はてなブログ・・・略・・・小説、33日目。

 少女は圧倒的な不安に押しつぶされそうになっていた。もういちど、みんなで元に戻した、いや、親友の趣味も加えて以前よりも美しく生まれ変わったキッチンを、今度は回復不可能なくらいに破壊したい衝動に駆られた。

 そんな彼女の耳に、ふたりの血縁者の会話が飛び込んでくる。

「あの子ねえ、デザイナーの才能があるわよ」

「いや、どちらかというと建築家だとおもう」

 実母の言葉に応じたのは伯母である。

 つい、本当はあの子が望んでいるのは、音楽の道であって、ママを尊敬しているのだと告げそうになってしまって、少女は噤んだ。

 そうすると再び不安が襲ってきて、少女を苛む。その内容は、親友が本当に自分を受け入れてくれたのか、それに対する疑義だった。リヴァプール語の授業で習った、doubtsuspectの違いが何の前触れもなく思い出された。両者ともに太陽国語では疑うという意味だが、後者は悪い意味、前者は全般的に使われる。あきらかに、今の少女の、親友に対する心情はsuspectである。

 親友は心の底では、母親を傷つけた少女を軽蔑しているのだが、音楽を志したい野心からその母親へのコネを壊したくない、本人はそれを構築するのを嫌がって、知らせないように厳命していたというのに・・・・、そのことはとりあえず横に置いておいて、そういう腹積もりから嘘を言ったのだ。

 しかし次の瞬間には頭を固いものに打ち付けたい衝動に駆られる。

 なんてとんでもないやつだろう。こんな人間を誰か好むだろう?だれから見放されても文句は言えないだろう。

 相反する思いが少女の中で葛藤する。そんな内面を二人に見せたくないので、自室に引き下がろうとする。ちょうどキッチンのドアノブに手をかけようとしたときに携帯のバイブがその存在を主張した。

 開いてみると親友だった。

 メール。

 さきほどの、いまだけどすぐに話がしたいと、何と、その相手は少女ではなくて、彼女の母親であった。

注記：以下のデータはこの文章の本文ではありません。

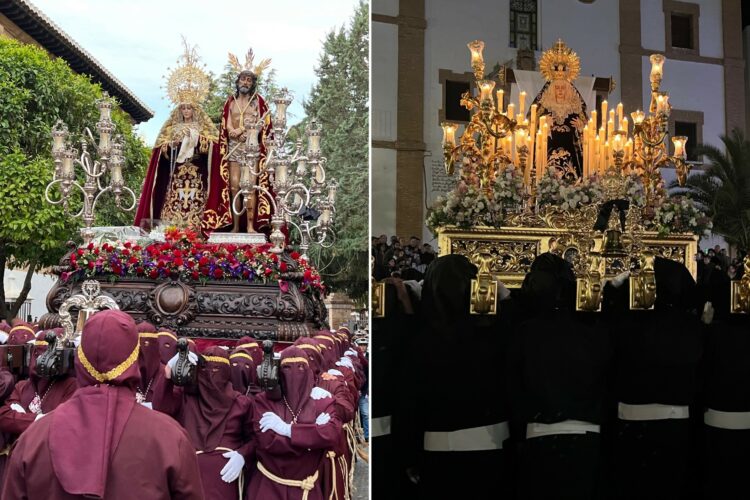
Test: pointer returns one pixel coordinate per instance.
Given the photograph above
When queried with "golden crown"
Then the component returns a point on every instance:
(560, 63)
(188, 83)
(248, 65)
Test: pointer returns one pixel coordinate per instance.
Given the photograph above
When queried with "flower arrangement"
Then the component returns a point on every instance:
(679, 214)
(568, 194)
(185, 256)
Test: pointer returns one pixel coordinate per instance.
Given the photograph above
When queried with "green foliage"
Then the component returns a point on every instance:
(723, 189)
(340, 102)
(36, 91)
(222, 87)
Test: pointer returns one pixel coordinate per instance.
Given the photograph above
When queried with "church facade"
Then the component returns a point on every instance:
(420, 67)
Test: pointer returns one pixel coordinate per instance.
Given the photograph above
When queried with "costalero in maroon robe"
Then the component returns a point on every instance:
(296, 458)
(217, 418)
(149, 362)
(100, 443)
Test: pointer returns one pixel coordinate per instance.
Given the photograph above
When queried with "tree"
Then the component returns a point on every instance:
(722, 190)
(340, 102)
(35, 91)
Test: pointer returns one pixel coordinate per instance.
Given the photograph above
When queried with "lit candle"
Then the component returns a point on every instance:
(476, 47)
(449, 134)
(485, 90)
(638, 117)
(679, 142)
(657, 63)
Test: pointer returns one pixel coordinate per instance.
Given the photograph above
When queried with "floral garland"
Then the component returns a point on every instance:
(679, 214)
(185, 256)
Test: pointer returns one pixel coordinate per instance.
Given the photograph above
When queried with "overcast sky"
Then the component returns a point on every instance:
(137, 40)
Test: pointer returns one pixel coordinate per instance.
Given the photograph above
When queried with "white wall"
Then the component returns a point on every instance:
(384, 81)
(710, 35)
(40, 285)
(383, 191)
(693, 87)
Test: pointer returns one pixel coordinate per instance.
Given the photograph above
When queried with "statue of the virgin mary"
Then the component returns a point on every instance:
(185, 185)
(565, 109)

 ついに、本性を露わにしたとでもいうのか、suspectが鎌首を擡げる。大蛇が銀灰色の腹をみせてのたうつのが見えるようだ。しかしそんなことはオクビにも出さずにメールを打ち返す。

 ママに聞いてみるよ、きっとOKだしてくれるよ。

 はたして、実行してみると想像通りの回答があったので、その通りメール打ちを行う。不思議なことだが、つい数分前は煩悶の中にいた少女が、変に浮き浮きとしている。単純な楽しいという気分ではとうてい、ないのだが、鬱々とした煩悶に比べたら天国のようなものだ。

「すぐ、お母さんの車で戻ってくるって、いったいなんだろうね」

  傍らにいる母親に話しかける。彼女は文庫本を広げている。ブックカバーで隠されているために題名はわからない。

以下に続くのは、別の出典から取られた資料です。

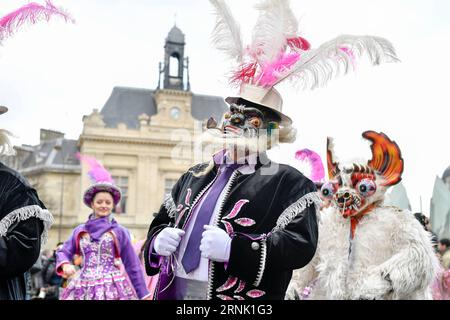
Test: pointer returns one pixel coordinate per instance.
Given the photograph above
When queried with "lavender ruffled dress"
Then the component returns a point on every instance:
(102, 275)
(99, 278)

「もしかして、あなたはわかってるんじゃないの?そうなら言ってごらん」

「わ、私の口から言えないよ」

 その言がほしかったとばかりに、母親は口を開く。

「友情はそうでなくてはいけないね、あの子はあなたにとって得難い存在だよ」

 廊下から、いったいどの口がそんなことを言うのか、そういう視線が実の妹から送られてきたことは、あえて無視して、彼女は続けた。

「あなたは同席するの?」

 親友しだいだと頭を振った。

「・・・だけど描きたい絵ができたの」

「親友よりも絵が大事ってこと?」

 詰問口調になったので、浮き浮きした気分が萎んでしまった、そのことを責めるうえでも反論がきつくなった。

「そ、そんなことつもりじゃないわよ」

「それはいいわ。確かめておきたいこがあるの、あなたはもう音楽の道に進む気はないのよね」

 どうしてそんな質問をよりによってこのときに娘にぶつけるのか、姉さんはどういうつもりなのか、今度はそういう視線を、あの妹はぶつけてきた。

「ちょっと、ドアを閉めてくれない」

 娘に行為を促す。時計をみると、メールから五分が経過している。彼女たちがこの家を後にして20分、それを単純に逆算するとあと15分であの裏切り者の顔が拝めるわけだ。少女はこの際、面倒な思考を放棄することにした。彼女の精神衛生的にそう思った方が是全体的な精神の運営がうまくいくと、彼女の上位自我もそう判断したらしい。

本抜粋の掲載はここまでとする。